• International Nurses Day 2018

    International Nurses Day 2018

    200+ years of nursing expertise in the room

    On International Nurses Day, two centenarians living at Resthaven Malvern share memories of their early nursing days.

    When Mrs Bernice Roberts (who turns 100 on 15 May) moved into Resthaven Malvern, she certainly wasn’t expecting to run into a former nursing colleague (also aged 100) – but that’s just what happened!

    ‘I was sitting in the dining room, and I saw a familiar face,’ she says.

    ‘I thought, “There’s something about her that I remember” – I just couldn’t work it out.’

    The person who Mrs Roberts was looking at was Mrs Margaret Isaachsen (nee Robertson), who will turn 101 in June. Mrs Isaachsen enjoyed a long and distinguished nursing career as a young woman, including work on the front line during WWII. Mrs Isaachsen had trained with Mrs Roberts 80 years ago.

    Mrs Roberts says, ‘Margaret, or “Robbie” as I knew her, was a year ahead of me at nursing school, back in 1939. I went over to her table and said, “You’re Robbie, aren’t you! We trained at the Women’s and Children’s. You were my senior.”’

    Mrs Roberts and Mrs Isaachsen are now ‘neighbours,’ with rooms just around the corner from each other at Resthaven Malvern.

    Mrs Roberts explains: ‘We trained there together from 1939-40 – she was only a year ahead. We worked long hours, for five shillings a week.’

    ‘The war was on of course, so all the sisters would knit caps, special gloves, and socks for the soldiers. Everyone had to do something – if you couldn’t knit, you had to untangle wool!’

    A self-described ‘country girl and farmer’s daughter,’ Mrs Roberts was never fazed by hard work. Her father died when she just six, and her mother brought the family through the Great Depression of the 30s before moving the family to Wattle Street, Malvern, in 1940.

    Mrs Roberts started her nursing training in 1939, and finished in 1942. Then she ‘did a bit of private nursing until I was called up to the Queen Vic, where I qualified as a midwife.’

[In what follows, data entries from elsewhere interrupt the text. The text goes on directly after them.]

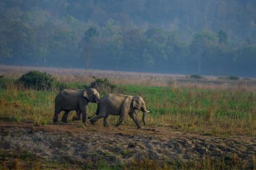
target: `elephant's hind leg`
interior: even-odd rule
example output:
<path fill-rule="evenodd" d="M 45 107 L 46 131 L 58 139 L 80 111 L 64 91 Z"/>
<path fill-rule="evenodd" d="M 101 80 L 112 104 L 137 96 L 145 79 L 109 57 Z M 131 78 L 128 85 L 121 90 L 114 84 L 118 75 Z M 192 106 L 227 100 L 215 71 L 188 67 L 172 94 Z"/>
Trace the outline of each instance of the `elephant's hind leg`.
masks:
<path fill-rule="evenodd" d="M 140 124 L 138 122 L 137 120 L 137 116 L 136 116 L 136 114 L 135 114 L 134 112 L 130 112 L 129 113 L 129 116 L 131 117 L 131 118 L 133 120 L 133 121 L 135 122 L 136 125 L 137 125 L 137 128 L 138 129 L 140 129 L 141 128 Z"/>
<path fill-rule="evenodd" d="M 108 115 L 104 117 L 104 121 L 103 121 L 103 125 L 104 126 L 104 127 L 106 127 L 106 126 L 108 126 Z"/>
<path fill-rule="evenodd" d="M 91 124 L 93 125 L 94 124 L 94 122 L 99 120 L 101 118 L 103 117 L 104 116 L 102 115 L 101 114 L 99 114 L 96 117 L 93 117 L 93 118 L 90 120 L 90 123 L 91 123 Z"/>
<path fill-rule="evenodd" d="M 69 113 L 70 110 L 66 110 L 65 113 L 63 115 L 62 118 L 61 119 L 61 121 L 64 123 L 67 123 L 68 121 L 67 121 L 67 118 L 68 118 L 68 114 Z"/>
<path fill-rule="evenodd" d="M 53 116 L 53 123 L 58 121 L 58 115 L 61 112 L 61 109 L 59 108 L 55 107 L 54 115 Z"/>

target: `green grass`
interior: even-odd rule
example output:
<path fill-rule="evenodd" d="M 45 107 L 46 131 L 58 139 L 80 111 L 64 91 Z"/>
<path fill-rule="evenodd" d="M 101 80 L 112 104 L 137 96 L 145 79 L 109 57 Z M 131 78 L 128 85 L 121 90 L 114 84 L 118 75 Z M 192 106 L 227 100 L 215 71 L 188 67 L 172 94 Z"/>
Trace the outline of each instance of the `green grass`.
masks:
<path fill-rule="evenodd" d="M 67 86 L 81 88 L 86 85 L 73 82 L 67 83 Z M 24 121 L 31 121 L 37 125 L 52 123 L 54 100 L 58 91 L 20 90 L 11 83 L 7 87 L 3 84 L 1 87 L 1 119 L 18 123 Z M 98 90 L 101 97 L 104 95 L 102 91 L 106 90 Z M 198 133 L 256 134 L 254 91 L 132 85 L 118 85 L 116 91 L 142 97 L 150 111 L 146 116 L 147 126 L 168 126 Z M 95 104 L 89 104 L 87 115 L 93 114 L 96 107 Z M 140 112 L 137 111 L 140 121 Z M 75 114 L 72 111 L 68 120 L 71 121 Z M 61 116 L 60 114 L 59 117 Z M 114 125 L 117 118 L 110 116 L 110 125 Z M 101 125 L 101 122 L 97 123 Z M 129 117 L 124 124 L 135 125 Z"/>

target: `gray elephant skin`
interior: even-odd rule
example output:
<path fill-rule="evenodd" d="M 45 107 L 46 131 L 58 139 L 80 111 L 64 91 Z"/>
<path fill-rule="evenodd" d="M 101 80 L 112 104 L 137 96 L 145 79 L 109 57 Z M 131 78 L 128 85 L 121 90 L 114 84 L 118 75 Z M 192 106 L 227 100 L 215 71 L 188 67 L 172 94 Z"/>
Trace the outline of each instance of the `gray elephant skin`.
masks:
<path fill-rule="evenodd" d="M 58 116 L 61 111 L 65 113 L 62 121 L 67 122 L 67 118 L 71 110 L 75 110 L 78 114 L 82 113 L 82 121 L 86 124 L 86 107 L 89 102 L 97 103 L 100 101 L 100 95 L 95 89 L 63 89 L 55 98 L 55 111 L 53 123 L 58 121 Z M 74 118 L 73 118 L 74 120 Z"/>
<path fill-rule="evenodd" d="M 119 126 L 124 121 L 125 116 L 129 114 L 136 124 L 138 128 L 141 126 L 138 122 L 135 110 L 143 112 L 142 121 L 145 125 L 145 113 L 147 110 L 145 103 L 140 96 L 132 96 L 118 94 L 111 94 L 105 95 L 100 100 L 98 108 L 95 112 L 97 116 L 90 120 L 93 124 L 98 120 L 103 117 L 103 125 L 108 124 L 108 117 L 109 115 L 119 116 L 116 127 Z"/>

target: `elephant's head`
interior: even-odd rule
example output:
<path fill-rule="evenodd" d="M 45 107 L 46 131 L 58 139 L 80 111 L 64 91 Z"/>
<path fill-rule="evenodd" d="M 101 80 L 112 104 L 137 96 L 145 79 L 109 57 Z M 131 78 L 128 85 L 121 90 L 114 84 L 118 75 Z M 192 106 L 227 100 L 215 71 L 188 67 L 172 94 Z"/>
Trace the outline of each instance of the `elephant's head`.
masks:
<path fill-rule="evenodd" d="M 143 112 L 142 121 L 144 125 L 146 125 L 145 114 L 146 113 L 149 113 L 149 111 L 147 110 L 145 103 L 142 98 L 140 96 L 134 96 L 132 98 L 132 106 L 134 109 Z"/>
<path fill-rule="evenodd" d="M 97 90 L 93 88 L 84 90 L 83 96 L 91 103 L 99 103 L 100 100 L 100 95 Z"/>

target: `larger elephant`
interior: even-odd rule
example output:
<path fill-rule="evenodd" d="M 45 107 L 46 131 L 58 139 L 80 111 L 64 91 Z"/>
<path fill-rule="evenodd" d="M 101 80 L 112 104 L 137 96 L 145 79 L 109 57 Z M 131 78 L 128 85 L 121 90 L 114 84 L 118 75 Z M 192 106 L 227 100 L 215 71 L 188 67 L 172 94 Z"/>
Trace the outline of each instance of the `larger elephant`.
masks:
<path fill-rule="evenodd" d="M 142 121 L 145 125 L 145 113 L 147 110 L 145 103 L 140 96 L 132 96 L 122 94 L 112 94 L 105 95 L 100 100 L 98 108 L 96 112 L 97 116 L 90 120 L 91 124 L 98 120 L 103 117 L 103 125 L 106 126 L 108 123 L 108 116 L 109 115 L 119 115 L 119 120 L 116 127 L 119 126 L 124 121 L 125 116 L 129 114 L 136 124 L 138 128 L 141 126 L 138 122 L 135 110 L 143 112 Z"/>
<path fill-rule="evenodd" d="M 86 124 L 86 107 L 89 102 L 97 103 L 100 101 L 100 95 L 95 89 L 64 89 L 60 92 L 55 98 L 55 111 L 53 123 L 58 121 L 58 116 L 62 110 L 65 113 L 62 121 L 67 122 L 67 118 L 71 110 L 81 112 L 83 123 Z"/>

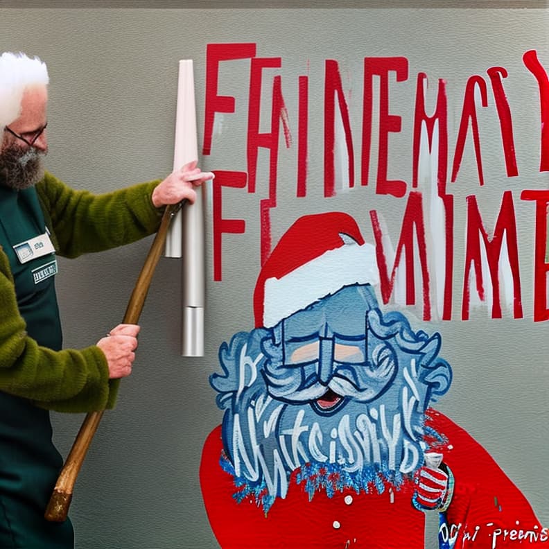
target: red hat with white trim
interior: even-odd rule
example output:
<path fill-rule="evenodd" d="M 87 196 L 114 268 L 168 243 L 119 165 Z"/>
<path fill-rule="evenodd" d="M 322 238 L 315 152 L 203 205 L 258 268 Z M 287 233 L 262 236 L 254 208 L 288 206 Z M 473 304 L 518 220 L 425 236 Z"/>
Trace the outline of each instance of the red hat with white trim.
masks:
<path fill-rule="evenodd" d="M 299 218 L 265 262 L 254 292 L 256 328 L 281 320 L 342 288 L 376 284 L 374 246 L 343 212 Z"/>

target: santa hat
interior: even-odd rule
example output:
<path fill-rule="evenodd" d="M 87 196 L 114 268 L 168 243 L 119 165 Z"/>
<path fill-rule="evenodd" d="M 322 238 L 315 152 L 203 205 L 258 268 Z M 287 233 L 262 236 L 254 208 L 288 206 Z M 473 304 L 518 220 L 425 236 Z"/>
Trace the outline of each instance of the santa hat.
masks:
<path fill-rule="evenodd" d="M 379 274 L 374 247 L 347 214 L 299 218 L 263 265 L 254 293 L 256 328 L 271 328 L 347 286 L 374 284 Z"/>

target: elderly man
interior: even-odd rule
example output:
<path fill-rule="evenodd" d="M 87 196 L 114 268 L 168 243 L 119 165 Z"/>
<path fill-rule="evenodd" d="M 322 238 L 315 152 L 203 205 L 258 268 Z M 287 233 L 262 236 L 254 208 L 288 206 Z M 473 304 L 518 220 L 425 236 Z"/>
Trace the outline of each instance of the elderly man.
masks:
<path fill-rule="evenodd" d="M 70 521 L 44 512 L 62 465 L 48 410 L 112 407 L 132 371 L 138 326 L 62 350 L 55 254 L 74 257 L 153 233 L 163 207 L 193 201 L 214 177 L 194 164 L 162 181 L 102 195 L 44 172 L 48 71 L 37 58 L 0 56 L 0 547 L 71 548 Z"/>

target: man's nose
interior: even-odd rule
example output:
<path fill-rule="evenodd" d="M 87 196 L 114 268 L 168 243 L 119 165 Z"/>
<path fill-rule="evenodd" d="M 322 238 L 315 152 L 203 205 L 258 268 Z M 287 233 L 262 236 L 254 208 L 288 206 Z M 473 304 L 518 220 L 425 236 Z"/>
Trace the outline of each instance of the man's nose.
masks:
<path fill-rule="evenodd" d="M 322 385 L 328 385 L 333 370 L 333 340 L 320 338 L 320 349 L 318 357 L 318 377 Z"/>

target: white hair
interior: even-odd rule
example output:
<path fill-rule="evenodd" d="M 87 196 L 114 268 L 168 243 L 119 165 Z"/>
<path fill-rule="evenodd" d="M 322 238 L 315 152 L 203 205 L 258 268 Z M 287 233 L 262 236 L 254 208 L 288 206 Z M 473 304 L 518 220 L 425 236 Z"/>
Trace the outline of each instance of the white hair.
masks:
<path fill-rule="evenodd" d="M 37 57 L 6 51 L 0 55 L 0 129 L 21 114 L 21 100 L 25 89 L 46 86 L 49 82 L 46 64 Z"/>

    After she qualified, she was briefly sent to Whyalla, before being called home to care for her sick mother. ‘I nursed mum for three weeks before she died,’ she says.

    Mrs Roberts remained in the family home, working in doctor’s rooms on North Terrace.

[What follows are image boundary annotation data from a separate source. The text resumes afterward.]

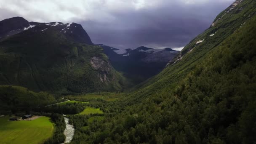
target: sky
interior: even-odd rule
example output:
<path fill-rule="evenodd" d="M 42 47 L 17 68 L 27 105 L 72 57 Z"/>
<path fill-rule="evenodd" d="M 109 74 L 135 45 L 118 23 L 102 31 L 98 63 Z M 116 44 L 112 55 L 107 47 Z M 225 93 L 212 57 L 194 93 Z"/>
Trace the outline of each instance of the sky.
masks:
<path fill-rule="evenodd" d="M 235 0 L 0 0 L 0 20 L 82 24 L 96 44 L 181 50 Z"/>

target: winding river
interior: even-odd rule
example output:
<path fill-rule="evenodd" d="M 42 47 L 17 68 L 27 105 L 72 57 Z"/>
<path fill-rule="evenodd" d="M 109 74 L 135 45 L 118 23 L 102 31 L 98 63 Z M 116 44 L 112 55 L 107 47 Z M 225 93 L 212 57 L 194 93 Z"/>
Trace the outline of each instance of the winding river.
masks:
<path fill-rule="evenodd" d="M 64 134 L 66 136 L 66 139 L 64 143 L 67 143 L 71 141 L 74 133 L 75 132 L 75 128 L 73 125 L 69 124 L 69 118 L 67 117 L 64 117 L 65 119 L 65 123 L 66 123 L 66 129 L 64 130 Z"/>

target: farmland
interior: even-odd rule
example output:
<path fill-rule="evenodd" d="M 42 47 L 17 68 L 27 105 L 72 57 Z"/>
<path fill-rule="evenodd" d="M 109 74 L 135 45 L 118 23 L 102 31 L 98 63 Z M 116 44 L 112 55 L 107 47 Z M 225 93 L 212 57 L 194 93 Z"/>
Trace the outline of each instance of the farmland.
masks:
<path fill-rule="evenodd" d="M 0 143 L 41 143 L 53 133 L 50 118 L 42 117 L 32 121 L 10 121 L 0 117 Z"/>

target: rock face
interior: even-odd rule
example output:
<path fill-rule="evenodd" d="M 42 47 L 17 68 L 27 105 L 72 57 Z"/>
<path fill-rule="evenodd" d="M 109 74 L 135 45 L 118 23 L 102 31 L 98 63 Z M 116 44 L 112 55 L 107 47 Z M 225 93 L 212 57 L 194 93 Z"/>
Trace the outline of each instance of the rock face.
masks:
<path fill-rule="evenodd" d="M 61 93 L 122 89 L 122 76 L 80 25 L 28 24 L 0 40 L 0 84 Z"/>
<path fill-rule="evenodd" d="M 29 26 L 29 22 L 20 17 L 5 19 L 0 21 L 0 39 L 24 30 Z"/>
<path fill-rule="evenodd" d="M 111 65 L 108 61 L 103 60 L 101 58 L 96 56 L 91 59 L 91 64 L 95 69 L 99 71 L 98 77 L 101 82 L 107 83 L 110 81 L 109 75 L 110 73 Z"/>

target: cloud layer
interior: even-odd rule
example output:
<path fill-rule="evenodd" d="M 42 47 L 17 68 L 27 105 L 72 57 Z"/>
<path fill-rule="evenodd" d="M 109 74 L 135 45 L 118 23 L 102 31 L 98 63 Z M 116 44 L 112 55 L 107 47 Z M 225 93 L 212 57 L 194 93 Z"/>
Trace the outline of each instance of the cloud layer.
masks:
<path fill-rule="evenodd" d="M 80 23 L 93 42 L 119 48 L 180 48 L 234 0 L 0 0 L 0 19 Z"/>

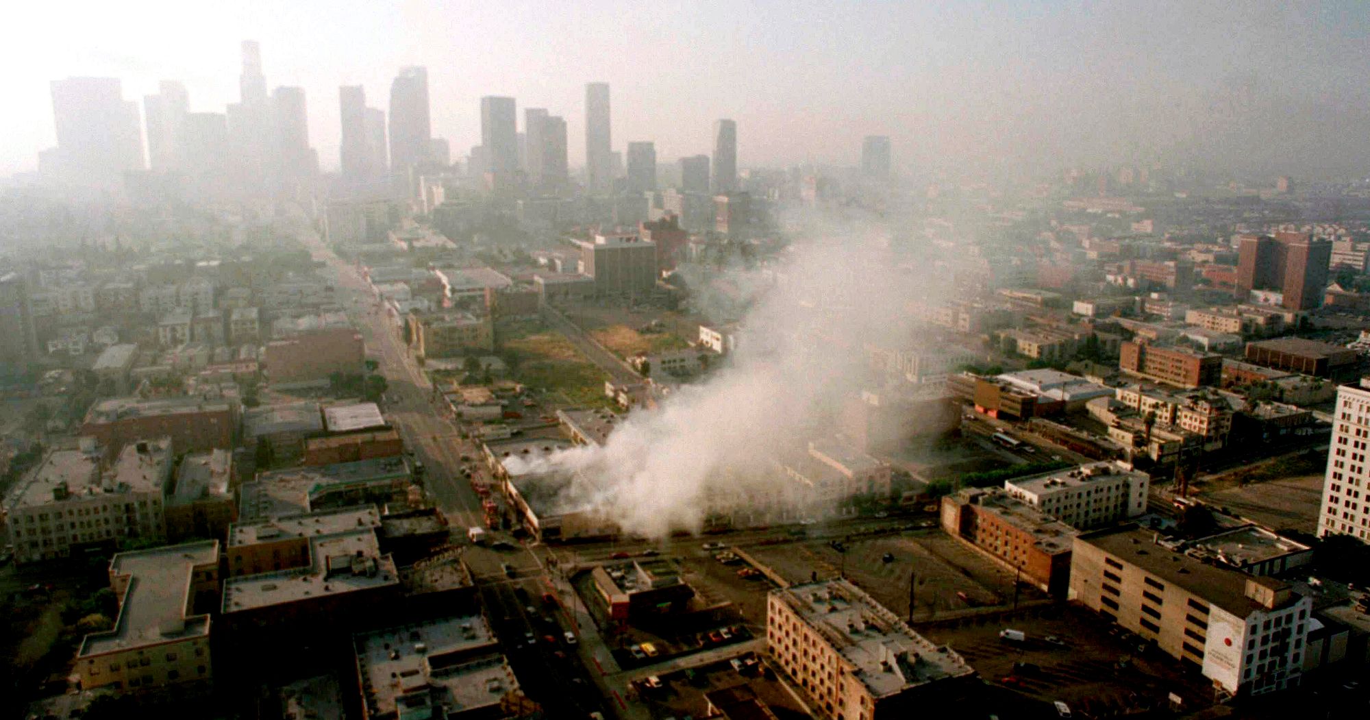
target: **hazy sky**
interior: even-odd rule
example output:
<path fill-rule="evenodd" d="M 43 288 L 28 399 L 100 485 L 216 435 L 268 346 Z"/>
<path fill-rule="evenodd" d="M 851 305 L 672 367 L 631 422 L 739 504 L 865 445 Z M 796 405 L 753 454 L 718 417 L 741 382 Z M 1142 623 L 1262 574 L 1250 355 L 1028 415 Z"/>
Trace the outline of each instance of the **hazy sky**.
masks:
<path fill-rule="evenodd" d="M 851 164 L 864 134 L 915 166 L 1370 156 L 1363 1 L 25 1 L 5 25 L 0 171 L 53 144 L 51 79 L 119 77 L 140 107 L 181 79 L 193 111 L 222 112 L 244 38 L 270 88 L 306 88 L 325 168 L 337 86 L 384 108 L 406 64 L 427 66 L 453 156 L 480 141 L 480 97 L 511 94 L 521 130 L 525 107 L 563 115 L 581 163 L 588 81 L 612 86 L 615 149 L 653 140 L 662 160 L 710 152 L 717 118 L 738 122 L 740 167 Z"/>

    In 1946, she married Jim Roberts, and the couple went on to have three children (two girls and a boy). She now has seven grandchildren and 11 great-grandchildren.

    Mrs Roberts devoted herself to raising her children, only returning to work at a Salvation Army nursing home when the kids started high school. She nursed there for 13 years before retiring in 1962.

    ‘I’d always said to my family that I would move into care when I turned 100,’ she says, ‘Then this place came up at Malvern.’